From dfcbc451148327d2d5189a00d681b2251dd8759a Mon Sep 17 00:00:00 2001
From: Daniel King <43149077+dakinggg@users.noreply.github.com>
Date: Fri, 20 Sep 2024 20:22:59 -0700
Subject: [PATCH] Fix RNG key checking (#3623)

---
 composer/utils/checkpoint.py     | 17 ++++++++++++++++-
 tests/trainer/test_checkpoint.py | 18 ++++++++++++++++++
 2 files changed, 34 insertions(+), 1 deletion(-)

diff --git a/composer/utils/checkpoint.py b/composer/utils/checkpoint.py
index 8c0caea0f4..6d77e085ce 100644
--- a/composer/utils/checkpoint.py
+++ b/composer/utils/checkpoint.py
@@ -148,10 +148,25 @@ def _get_write_mode(name: str) -> str:
     raise ValueError(f'{name} does not end with a valid tarfile extension.')
 
 
+def _is_rng_key(key: str, value: tuple) -> bool:
+    """Check if the key is an RNG key.
+
+    We expect the RNG key to be of the form 'rng.{rank}.cuda|torch|python|numpy'.

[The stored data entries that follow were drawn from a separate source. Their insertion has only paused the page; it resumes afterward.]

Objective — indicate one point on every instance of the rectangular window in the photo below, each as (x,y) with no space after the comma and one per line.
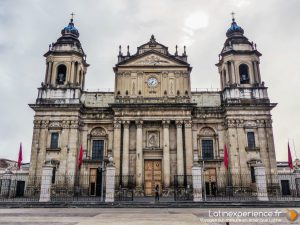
(54,140)
(251,139)
(207,149)
(285,187)
(253,180)
(53,175)
(97,149)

+    This function ensures that we don't accidentally pick up other keys.
+    """
+    starts_with_rng = key.startswith('rng')
+    ends_with_expected = key.endswith(('cuda', 'torch', 'python', 'numpy'))

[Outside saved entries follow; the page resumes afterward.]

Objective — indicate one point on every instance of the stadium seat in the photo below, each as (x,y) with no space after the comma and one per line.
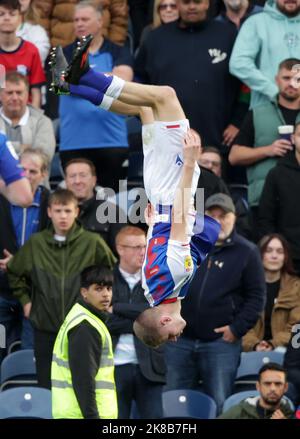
(188,404)
(26,402)
(236,398)
(18,369)
(250,364)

+    three_parts = isinstance(value, tuple) and len(value) == 3
+    if starts_with_rng and ends_with_expected and three_parts:
+        return True
+
+    return False
+
+
 def _get_num_ranks_that_saved_rng(metadata: Metadata):
     rng_inds = []
     for field_name, field_value in metadata.planner_data.items():
-        if 'rng' in field_name:
+        if _is_rng_key(field_name, field_value):
             _, rng_rank_index, _ = field_value
             rng_inds.append(rng_rank_index)
     rng_inds = set(rng_inds)
diff --git a/tests/trainer/test_checkpoint.py b/tests/trainer/test_checkpoint.py
index 82629d245b..c2e4929535 100644
--- a/tests/trainer/test_checkpoint.py
+++ b/tests/trainer/test_checkpoint.py
@@ -35,6 +35,7 @@
     _COMPOSER_STATES_FILENAME,
     PartialFilePath,
     _ensure_valid_checkpoint,
+    _is_rng_key,
     _write_checkpoint_file,
     glob_filter,
 )
@@ -130,6 +131,23 @@ def _assert_checkpoints_equivalent(file1, file2, atol=0.0, rtol=0.0):
     assert all(keys_in) or not any(keys_in)
 
 
+@pytest.mark.parametrize(
+    'key,value,expected_result',
+    [
+        ('rng.0.cuda', ('rng', '0', 'cuda'), True),
+        ('rng.0.torch', ('rng', '0', 'torch'), True),
+        ('rng.0.numpy', ('rng', '0', 'numpy'), True),
+        ('rng.0.python', ('rng', '0', 'python'), True),
+        ('rng.0', ('rng', '0'), False),
+        ('test.test.rng', ('test', 'test', 'rng'), False),
+        ('test.rng.test', ('test', 'rng', 'test'), False),
+        ('test.notatuple.test', 0, False),
+    ],
+)
+def test_is_rng_key(key: str, value: tuple, expected_result: bool):
+    assert _is_rng_key(key, value) == expected_result
+
+
 @pytest.mark.parametrize(
     'remove_field_paths,filter_params',
     [